For instance Josh Hammer, in a piece on Tucker Carlson and the trannies, says that we can't have a “rational debate” with people for whom gender is part of a false “anthropological and ‘theological’ conception of man.”
Or how do you argue against the government-school lobby founded on Horace Mann’s admiration of the “19th century Prussian model of education… standardized curriculum, testing, compulsory education, professionalization of teachers, and career training” and has delivered pathetic mediocrity?
Reason? Logic? Winning elections?
Well, I don’t believe in reason and logic. I believe that everyone has their religious faith and they tend to want to enforce it on the rest of society. Because we are the good guys, right?
A thousand years ago, men ruled by their warrior charisma. Five hundred years ago monarchs ruled by the Divine Right of kings. Today the educated class rules because they care about “the people,” especially the “oppressed.”
(And if you weren’t sure about that, why do you think there are three victim museums along the Washington Mall, one for blacks, one for Jews, and one for American Indians?)
Yup, the political formula of our modern educated ruling class, that it fights for the oppressed against the oppressor, has had a pretty good run, featuring lots of Jobs for Educated Gentry and the most savage world wars in history.
Is it true? I don’t know, But don’t expect a Deep State book any time soon on how the educated class doesn’t really represent the interest of victims but only its own power interests. And don’t expect a fashion in liberal circles arguing that critical theory works both ways: it can argue that nothing is certain, or that the only thing certain is power and oppression: you make the call.

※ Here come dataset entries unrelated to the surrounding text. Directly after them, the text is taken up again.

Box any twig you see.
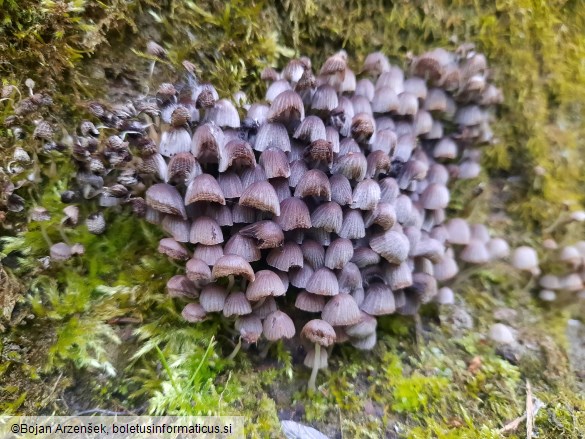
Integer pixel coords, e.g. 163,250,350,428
498,381,545,439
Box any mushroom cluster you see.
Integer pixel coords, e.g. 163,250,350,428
0,78,56,229
538,240,585,302
62,45,508,385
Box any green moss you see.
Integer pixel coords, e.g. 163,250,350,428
0,0,585,439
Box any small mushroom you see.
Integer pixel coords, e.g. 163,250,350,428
301,319,336,392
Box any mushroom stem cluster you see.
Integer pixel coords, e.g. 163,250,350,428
58,45,508,389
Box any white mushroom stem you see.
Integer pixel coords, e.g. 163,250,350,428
226,274,236,293
309,343,321,392
227,337,242,360
148,59,156,81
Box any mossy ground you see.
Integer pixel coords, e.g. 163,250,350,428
0,0,585,438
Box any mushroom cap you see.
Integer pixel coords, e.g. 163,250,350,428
239,220,284,249
246,270,286,301
345,311,378,338
185,258,211,284
303,347,329,369
185,174,225,204
189,216,223,245
321,293,361,326
181,303,206,323
311,201,343,233
239,181,280,216
301,319,336,347
305,267,339,296
211,255,255,282
263,310,296,341
289,264,315,288
295,291,325,312
370,230,410,264
145,183,187,219
199,284,228,312
193,244,223,266
325,238,353,270
266,241,303,272
275,197,311,232
223,233,262,262
223,291,252,317
268,90,305,124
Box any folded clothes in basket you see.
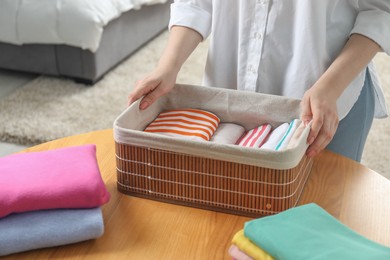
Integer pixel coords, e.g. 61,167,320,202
0,145,110,217
244,203,390,260
210,123,245,144
0,208,104,256
144,109,220,141
238,124,271,148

The only way to be really avant garde these days is to go with chaps like Donald D. Hoffman in The Case Against Reality and say that nobody knows reality; everyone is faking it. The measure of everything is not truth, but fitness. If you believe in general relativity, does it predict the orbit of Mercury? If you believe in quantum mechanics, does it help you design and build LED lamps? If you practice woke politics does it makes things better, or encourage woke activists to beat up women athletes? Does woke politics create a peaceful, prosperous society or does it increase government spending to the point that the only resort is to inflation? Does the Prussian model of education yield an educated, useful populace, or a placeholder dystopia where children’s education takes second place to teacher salaries, tenure, and pensions?
I think the results are in, that a top-down society doesn’t work, that politics with everything makes things worse, that big government impoverishes everyone and makes everyone into enemies.
But for some reason a lot of people haven’t got the message.